Dr. Asudani and his colleagues also take patients’ steroid use into account when factoring the total daily dose. They adjust the total daily dose 20% higher for patients on low-dose prednisone of 10-20 mg/day; 30% higher for those on medium-dose prednisone of 21-40 mg/day; and a full 50% higher for those on high-dose predisone of 41 or more mg/day.

Titrating up
Once patients are started on sub-Q insulin, they should be closely monitored.

“That’s when the fine-tuning comes in, and we change about 10% or so every day,” Dr. Asudani points out. “The pharmacology is never going to work if we don’t follow physiology.”

Patients who are NPO or on continuous tube feeds should have their blood sugars checked every four hours if you are using a rapid-acting insulin, while patients given regular insulin can be checked every six hours. Those who are eating should be checked before meals and at bedtime.

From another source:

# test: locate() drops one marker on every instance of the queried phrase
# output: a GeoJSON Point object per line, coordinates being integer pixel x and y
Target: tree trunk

When making insulin adjustments, “a little aggression is good, and increments should not be in just one or two units,” Dr. Asudani says. At the same time, he adds, “we err on being under-corrected rather than over-corrected, and I’m thankful that at least under-correction is being done.”

Until now, he adds, worries about hypoglycemia often led physicians to not even take hyperglycemia seriously enough to correct it. “With the availability of diverse types of insulins,” Dr. Asudani points out, “patients don’t need to live with inpatient hyperglycemia anymore.”

Phyllis Maguire is Executive Editor of Today’s Hospitalist.

Online dosing resources

The Glycemic Control Implementation Guide, published this year by the Society of Hospital Medicine is available online through links in SHM’s Resource Center.

The workbook offers methods to estimate insulin as well as several examples of insulin-dosing protocols from around the country.

Published in the August 2007 issue of Today’s Hospitalist.